Der Koloss auf tönernen Füßen

Wer sich am Ende des vergangenen Jahres darüber gewundert hat, wieso der Untersuchungsausschuss zum Sturm aufs Capitol Expräsident Trump trotz überwältigender Hinweise auf seine Rolle als Spiritus Rector nicht mehr vorladen wollte, ahnt es seit gestern. Die Republikaner haben mit 13 Stimmen im Repräsentantenhaus nach den Midterms die Mehrheit. Das bedeutet sie könnten jegliches Vorhaben der Biden-Administration in den nächsten zwei Jahren nicht nur behindern sondern auch kippen. Aber was noch viel schlimmer ist, sie könnten abgeschaffte  "Trump-Gesetze" wieder in Kraft treten lassen.

Dass Lügen des Expräsidenten immer noch hoffähig sind und seine Anhänger in beiden Häusern "Rachepläne" schmieden könnten, kann den 3. Januar 2023 zum D-Day der Demokratie machen. Und das gerade zu einem Zeitpunkt, da der Weltfrieden von mehr als nur einer Seite bedroht ist und sich Joe Bidens Popularität als Kriegs-Präsident im Dauer-Sinkflug befindet.

Der Hexenjäger
Joseph McCarthy
1908 - 1957
Quelle:wikipedia
Trump-Intimus
Kevin McCarthy
Quelle: FAZ
Alarm-Signale schrillten den Älteren unter uns bei dem Namen Joseph McCarthy in den Ohren. Vor allem wegen dem von ihm inszenierten,  perfiden "Mindhunting" auf der Jagd nach Kommunisten unter den amerikanischen Intellektuellen der Nachkriegszeit. Josephs republikanischer Namensvetter Kevin hatte schon vor seiner eigentlichen Wahl zum "Speaker" mit ähnlicher Dialektik getönt, wie er den Demokraten einheizen werde. Er ließ Interviewer auch im Unklaren, ob die Strafverfolgung der Capitol-Stürmer weiter gehen werde. So siegessicher war sich Kevin McCarthy, dass er bald den "Gavel" schwänge, dass er bereits vor der Wahl alle Akten und Unterlagen zum Einzug in Nancy Pelosis Büro im Capitol liefern ließ. Wer den Hammer hat, hat auch das drittmächtigste Amt der USA inne. Und dann das: Nach drei Wahlgängen gestern Abend gelang es ihm immer noch nicht eine Mehrheit hinter sich zu bringen. Nicht etwa, weil seinen Partei-Genossinnen und Genossen das Getöse gegen die Demokraten nicht laut genug gewesen wäre. Nein, es war den eingeschworenen Donaldisten nicht "trumpig" genug.
Ich guckte bis Mitternacht CNN und kam aus dem Kopfschütteln nicht heraus, als nach dem dritten Wahlgang auch durch Kommentare alles zu Tage trat. Was sind die Republikaner unter Trump und seinen Ränken für eine Schurkenpartei geworden.
Der Katholik DeSantis nimmt es
mit der Wahrheit nicht
allzu genau. So verweist er beim
Ringen um Wähler-Gunst
gerne auf nicht belegte
jüdische Wurzeln
Quelle: tagesspiegel


Da ist auch gar nicht mehr verblüffend mit welchem Selbstbewusstsein der Hoffnungsträger für eine alternative Präsidentschaftskandidatur, der Republikaner Ron DeSantis, seinen Sitz im Parlament einnimmt, nachdem ihm mehrere massive Lügen in seinem offiziellen Lebenslauf nachgewiesen wurden. 

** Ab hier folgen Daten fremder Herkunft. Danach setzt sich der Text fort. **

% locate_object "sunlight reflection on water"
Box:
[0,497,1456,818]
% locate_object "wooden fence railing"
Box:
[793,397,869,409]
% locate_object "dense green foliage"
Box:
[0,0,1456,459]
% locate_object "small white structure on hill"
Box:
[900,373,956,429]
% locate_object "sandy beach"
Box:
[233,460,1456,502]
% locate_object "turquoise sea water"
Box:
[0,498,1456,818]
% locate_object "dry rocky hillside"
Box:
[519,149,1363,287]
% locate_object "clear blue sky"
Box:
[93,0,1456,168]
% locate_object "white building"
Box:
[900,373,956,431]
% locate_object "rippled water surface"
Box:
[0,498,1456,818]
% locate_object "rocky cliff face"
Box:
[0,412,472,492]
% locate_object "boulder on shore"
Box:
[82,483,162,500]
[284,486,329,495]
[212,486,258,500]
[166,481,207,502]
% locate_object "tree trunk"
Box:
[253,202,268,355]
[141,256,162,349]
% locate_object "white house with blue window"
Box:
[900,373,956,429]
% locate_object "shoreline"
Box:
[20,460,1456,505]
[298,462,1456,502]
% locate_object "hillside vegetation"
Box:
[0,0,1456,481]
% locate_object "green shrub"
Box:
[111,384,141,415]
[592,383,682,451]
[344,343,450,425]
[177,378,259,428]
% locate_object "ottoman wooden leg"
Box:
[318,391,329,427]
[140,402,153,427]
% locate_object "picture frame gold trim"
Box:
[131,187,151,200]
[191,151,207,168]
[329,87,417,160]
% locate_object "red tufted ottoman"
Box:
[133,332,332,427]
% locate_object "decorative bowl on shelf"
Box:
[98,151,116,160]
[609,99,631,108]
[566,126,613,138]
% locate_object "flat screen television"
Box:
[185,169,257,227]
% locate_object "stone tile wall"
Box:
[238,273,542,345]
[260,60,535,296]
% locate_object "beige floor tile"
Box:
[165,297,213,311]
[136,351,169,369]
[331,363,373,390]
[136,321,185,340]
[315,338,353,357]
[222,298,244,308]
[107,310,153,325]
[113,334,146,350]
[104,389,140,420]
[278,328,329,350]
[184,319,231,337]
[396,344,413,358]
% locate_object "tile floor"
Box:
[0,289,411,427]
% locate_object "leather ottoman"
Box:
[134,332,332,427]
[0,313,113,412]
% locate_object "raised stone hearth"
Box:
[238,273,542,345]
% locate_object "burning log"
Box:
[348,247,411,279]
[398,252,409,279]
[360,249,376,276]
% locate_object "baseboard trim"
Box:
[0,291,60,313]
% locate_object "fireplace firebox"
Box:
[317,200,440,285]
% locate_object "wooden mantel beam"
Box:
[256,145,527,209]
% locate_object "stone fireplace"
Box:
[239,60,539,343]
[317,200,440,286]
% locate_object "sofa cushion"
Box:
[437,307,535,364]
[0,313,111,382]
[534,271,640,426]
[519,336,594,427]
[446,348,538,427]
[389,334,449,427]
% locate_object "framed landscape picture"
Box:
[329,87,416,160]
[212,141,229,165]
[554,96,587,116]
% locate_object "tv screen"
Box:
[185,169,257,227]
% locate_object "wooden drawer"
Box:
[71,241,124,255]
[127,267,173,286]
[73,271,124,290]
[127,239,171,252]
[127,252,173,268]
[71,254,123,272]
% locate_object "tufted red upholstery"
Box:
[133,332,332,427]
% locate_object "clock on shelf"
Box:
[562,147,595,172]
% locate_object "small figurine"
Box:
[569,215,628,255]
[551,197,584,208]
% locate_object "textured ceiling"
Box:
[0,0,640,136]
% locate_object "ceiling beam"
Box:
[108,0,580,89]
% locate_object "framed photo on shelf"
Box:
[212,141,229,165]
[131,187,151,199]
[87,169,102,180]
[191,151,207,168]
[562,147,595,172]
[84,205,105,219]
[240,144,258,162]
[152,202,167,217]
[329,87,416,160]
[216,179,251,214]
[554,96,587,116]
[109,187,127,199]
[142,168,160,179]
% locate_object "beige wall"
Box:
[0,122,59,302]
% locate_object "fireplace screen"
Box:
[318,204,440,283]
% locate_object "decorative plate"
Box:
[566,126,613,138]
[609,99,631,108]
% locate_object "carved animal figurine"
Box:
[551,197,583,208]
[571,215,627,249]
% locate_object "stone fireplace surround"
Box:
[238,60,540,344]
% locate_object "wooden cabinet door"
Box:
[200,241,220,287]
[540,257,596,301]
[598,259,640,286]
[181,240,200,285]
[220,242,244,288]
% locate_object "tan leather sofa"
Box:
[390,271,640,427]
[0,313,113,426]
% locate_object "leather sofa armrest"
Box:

Die USA sind für mindesten zwei Jahre ein Koloss auf tönernen Füßen. Und vermutlich auch darüber hinaus, weil die Republikaner so zerstritten sind. Die gespaltene Nation, die auf ihr politisches und juristisches System so stolz ist, wird so bestimmt nicht wieder zusammenwachsen. Was bedeutet das für Europa, das ja selbst durch moralische und Probleme der Erweiterung vor gewissen Herausforderungen steht?

Es könnte passieren, dass die Republikaner Joe Bidens teure Unterstützung der Ukraine reduzieren oder sie gar angesichts des stets klammen US-Haushalts auf die in der NATO eingebrachten Bündnis-Mittel beschränken. Was wenn es tatsächlich ein Comeback für den Putin-Freund Trump  gibt? Was, wenn die Amerikaner mit einem republikanischen Präsidenten auch Taiwan im Konflikt mit China angesichts der Weltkriegs-Gefahr wie Afghanistan im Stich lassen?
Teflon-Trump wirft nicht nur auf die USA
weiter seinen gefährlichen Schatten
Quelle: Infosperber
Das Jahr 2023 beginnt mit eher mehr Fragezeichen als 2022 zu Ende  gegangen ist.
Dazu fällt mir ein alter Blödelspruch ein: Erschöpft setzte sich der Mensch zur Rast auf einen Stein und dachte bei sich "es hätte schlimmer sein können". Und dann kam es  schlimmer!